Eylül ayı başından bu yana Türk Lirası’nın yüzde 10’dan fazla değer kaybettiğine işaret eden Bülent Nuri Çavuşoğlu, “Dolar kurundaki her 10 kuruşluk artış, Türkiye’nin toplam dış borcunu 47 milyar Lira artırıyor. Kurun yükseleceği ve Türkiye ekonomisini zora sokacağını bile bile Merkez Bankasına müdahale edilmesinin artık tesadüf olmadığı düşünüyorum. Türk Lirası’nın değeri bilinçli olarak düşürülerek birilerinin buradan kazanç elde etmesi mi sağlanıyor?” Değerlendirmesinde bulundu.

“EKONOMİ İŞİN UZMANLARINA TESLİM EDİLMELİDİR”

Sene başından bu yana asgari ücretlilerinin enflasyon ve döviz kurlarında oluşan artışa bağlı maddi kaybı 500 liranın üzerine çıktığını söyleyen Çavuşoğlu, “Sabit gelirlinin cebindeki para da döviz artışları nedeniyle eridi. Ülkemizin yüzde 80’ini kapsayan yoksul kesim, zamlar karşısında ne yapacağını şaşırır duruma geldi. Kurdaki artışın temel nedeni yanlış ve yönsüz ekonomi politikalarıdır. Kendi parasının itibarını koruyamayan iktidarın, vatandaşın cebini koruması mümkün değildir. Derhal erken seçim kararı alınmalı ve ekonomi işin uzmanlarına teslim edilmelidir” yorumunu yaptı.

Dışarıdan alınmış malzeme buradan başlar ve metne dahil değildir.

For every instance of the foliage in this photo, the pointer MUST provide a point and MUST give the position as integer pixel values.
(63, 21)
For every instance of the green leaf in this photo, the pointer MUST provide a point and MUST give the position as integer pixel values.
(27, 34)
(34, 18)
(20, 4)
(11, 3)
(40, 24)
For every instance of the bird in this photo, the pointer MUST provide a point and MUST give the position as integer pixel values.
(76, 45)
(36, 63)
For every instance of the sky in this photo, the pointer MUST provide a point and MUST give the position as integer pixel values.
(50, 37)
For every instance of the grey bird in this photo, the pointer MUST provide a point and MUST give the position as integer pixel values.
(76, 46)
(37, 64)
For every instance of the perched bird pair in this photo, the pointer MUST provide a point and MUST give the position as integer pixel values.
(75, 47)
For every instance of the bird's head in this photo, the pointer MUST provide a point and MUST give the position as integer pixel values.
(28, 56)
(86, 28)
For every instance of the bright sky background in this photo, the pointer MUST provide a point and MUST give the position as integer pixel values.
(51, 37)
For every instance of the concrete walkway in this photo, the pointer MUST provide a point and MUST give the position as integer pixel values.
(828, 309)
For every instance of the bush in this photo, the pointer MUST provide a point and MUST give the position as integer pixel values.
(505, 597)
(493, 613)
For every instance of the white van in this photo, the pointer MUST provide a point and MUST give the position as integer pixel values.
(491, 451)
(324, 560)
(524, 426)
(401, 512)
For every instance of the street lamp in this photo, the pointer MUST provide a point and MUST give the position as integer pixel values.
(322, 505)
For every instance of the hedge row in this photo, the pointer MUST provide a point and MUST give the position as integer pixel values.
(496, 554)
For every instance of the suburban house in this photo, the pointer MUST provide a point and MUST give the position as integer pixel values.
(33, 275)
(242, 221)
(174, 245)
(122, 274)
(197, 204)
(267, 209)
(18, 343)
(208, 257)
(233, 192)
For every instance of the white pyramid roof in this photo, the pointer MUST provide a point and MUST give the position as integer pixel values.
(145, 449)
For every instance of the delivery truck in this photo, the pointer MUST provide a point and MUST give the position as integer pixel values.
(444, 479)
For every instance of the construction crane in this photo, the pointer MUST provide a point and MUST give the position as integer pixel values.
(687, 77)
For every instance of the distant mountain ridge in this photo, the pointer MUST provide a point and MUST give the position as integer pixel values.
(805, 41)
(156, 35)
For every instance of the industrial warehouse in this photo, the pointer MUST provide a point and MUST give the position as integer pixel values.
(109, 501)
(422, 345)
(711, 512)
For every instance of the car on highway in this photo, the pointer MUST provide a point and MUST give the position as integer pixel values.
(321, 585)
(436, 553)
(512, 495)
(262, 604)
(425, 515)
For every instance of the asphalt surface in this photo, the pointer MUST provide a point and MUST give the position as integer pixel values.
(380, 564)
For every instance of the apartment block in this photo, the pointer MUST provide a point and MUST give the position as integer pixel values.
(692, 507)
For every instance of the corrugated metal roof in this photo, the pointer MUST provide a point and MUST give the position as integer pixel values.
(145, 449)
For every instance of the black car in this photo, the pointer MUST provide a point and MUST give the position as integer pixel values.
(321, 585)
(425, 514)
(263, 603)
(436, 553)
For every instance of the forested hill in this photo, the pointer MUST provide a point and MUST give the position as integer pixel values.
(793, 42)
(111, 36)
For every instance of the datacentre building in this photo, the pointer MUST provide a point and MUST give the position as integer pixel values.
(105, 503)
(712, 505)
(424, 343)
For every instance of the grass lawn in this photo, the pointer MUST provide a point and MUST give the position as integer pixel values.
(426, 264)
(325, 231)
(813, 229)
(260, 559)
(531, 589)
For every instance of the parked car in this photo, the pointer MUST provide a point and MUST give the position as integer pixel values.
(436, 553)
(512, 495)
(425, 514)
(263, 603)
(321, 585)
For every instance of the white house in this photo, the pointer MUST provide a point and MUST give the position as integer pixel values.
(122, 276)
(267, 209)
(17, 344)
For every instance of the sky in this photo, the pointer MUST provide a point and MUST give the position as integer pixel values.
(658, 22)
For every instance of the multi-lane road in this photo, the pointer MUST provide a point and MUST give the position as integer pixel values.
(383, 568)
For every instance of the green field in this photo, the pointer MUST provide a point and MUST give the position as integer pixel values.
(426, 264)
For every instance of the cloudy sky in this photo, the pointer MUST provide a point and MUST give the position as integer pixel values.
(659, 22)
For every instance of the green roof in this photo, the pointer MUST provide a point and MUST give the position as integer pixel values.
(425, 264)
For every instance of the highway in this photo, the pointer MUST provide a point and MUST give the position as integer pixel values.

“MERKEZ BANKASI BAĞIMSIZ KARAR ALAMIYOR”

TÜİK rakamlarına göre bile Eylül ayında gerçekleşen enflasyonun yüzde 19,58 ile son iki buçuk yılın zirvesinde çıktığını vurgulayan Çavuşoğlu, “Sadece Eylül ayı başından beri yüzde 10’a yakın değer kaybeden TL’de kayıplar sürüyor. Bu bile yaratacağı iki puana yakın geçişkenlik etkisiyle TÜFE’yi yüzde 20’li seviyelere tek başına yükseltebilecek bir neden. Merkez Bankası, faiz politikasının kura, enflasyona ya da Türkiye ekonomisinin istikrarına etkisi ile ilgilenemiyor, bağımsız karar alamıyor” ifadelerini kullandı.

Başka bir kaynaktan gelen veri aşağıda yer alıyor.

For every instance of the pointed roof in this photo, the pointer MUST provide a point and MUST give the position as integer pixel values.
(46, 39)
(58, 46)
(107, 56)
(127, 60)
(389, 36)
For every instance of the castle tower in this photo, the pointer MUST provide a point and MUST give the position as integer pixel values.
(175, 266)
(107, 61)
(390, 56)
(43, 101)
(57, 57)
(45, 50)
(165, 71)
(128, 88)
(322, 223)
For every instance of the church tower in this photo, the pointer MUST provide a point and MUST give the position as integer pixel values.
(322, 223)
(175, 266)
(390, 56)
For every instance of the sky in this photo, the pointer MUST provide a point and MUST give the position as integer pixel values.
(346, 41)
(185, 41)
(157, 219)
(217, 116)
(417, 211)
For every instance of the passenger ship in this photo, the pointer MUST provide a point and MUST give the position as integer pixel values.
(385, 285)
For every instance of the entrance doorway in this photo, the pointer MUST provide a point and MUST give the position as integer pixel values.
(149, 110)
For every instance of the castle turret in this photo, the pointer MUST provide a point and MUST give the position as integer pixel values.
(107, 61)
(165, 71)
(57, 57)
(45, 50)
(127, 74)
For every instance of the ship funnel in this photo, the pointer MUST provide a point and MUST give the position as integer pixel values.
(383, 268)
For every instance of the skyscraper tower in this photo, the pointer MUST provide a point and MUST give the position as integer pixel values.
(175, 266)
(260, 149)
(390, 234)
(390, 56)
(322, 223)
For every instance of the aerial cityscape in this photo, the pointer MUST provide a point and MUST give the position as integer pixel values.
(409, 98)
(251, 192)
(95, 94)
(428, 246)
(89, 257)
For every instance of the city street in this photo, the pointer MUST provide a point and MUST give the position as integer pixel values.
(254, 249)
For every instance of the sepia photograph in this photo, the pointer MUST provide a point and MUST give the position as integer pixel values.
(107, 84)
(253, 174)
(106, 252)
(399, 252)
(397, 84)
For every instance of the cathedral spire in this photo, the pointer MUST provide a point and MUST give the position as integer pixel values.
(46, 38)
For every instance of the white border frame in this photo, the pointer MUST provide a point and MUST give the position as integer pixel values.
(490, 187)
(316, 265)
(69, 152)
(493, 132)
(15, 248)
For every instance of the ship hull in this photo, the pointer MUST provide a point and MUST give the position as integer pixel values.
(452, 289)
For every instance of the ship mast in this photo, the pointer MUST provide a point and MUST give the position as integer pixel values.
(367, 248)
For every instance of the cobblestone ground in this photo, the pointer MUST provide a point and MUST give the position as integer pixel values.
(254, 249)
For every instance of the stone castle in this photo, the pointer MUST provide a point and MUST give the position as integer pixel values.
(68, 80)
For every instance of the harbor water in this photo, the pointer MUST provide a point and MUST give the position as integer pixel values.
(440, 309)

“CHP TÜM KADROLARIYLA GÖREVE HAZIRDIR”

İktidarın bir an önce gerekli önlemleri alması gerektiğini ifade eden Çavuşoğlu, “Öngörülebilirlik ve güven sağlamak için önce devletin vatandaşa hizmet eder hale getirilmesi gerekir. Bağımsız kurullar liyakatli atamalarla güçlendirilmelidir. ‘Ekonomik ve Sosyal Konsey’e işlev kazandırılmalı ve toplanmalıdır. Devlet yönetiminde liyakat sistemi süratle tesis edilmelidir. Devlet yönetiminde savurganlık ve israf önlenmelidir. Devlet yönetiminde şeffaflık sağlanmalıdır. Ulusal Vergi Konseyi kurulmalıdır. Siyasi Ahlak Yasası çıkarılmalıdır. Güçlü bir ‘Stratejik Planlama Teşkilatı’ kurulmalıdır. Görüyoruz ki tek adam rejimi bu önlemleri alamıyor. Yapmaları gereken bir an önce erken seçim kararı alarak işi ehline bırakmalarıdır. Cumhuriyet Halk Partisi tüm kadrolarıyla göreve hazırdır” dedi.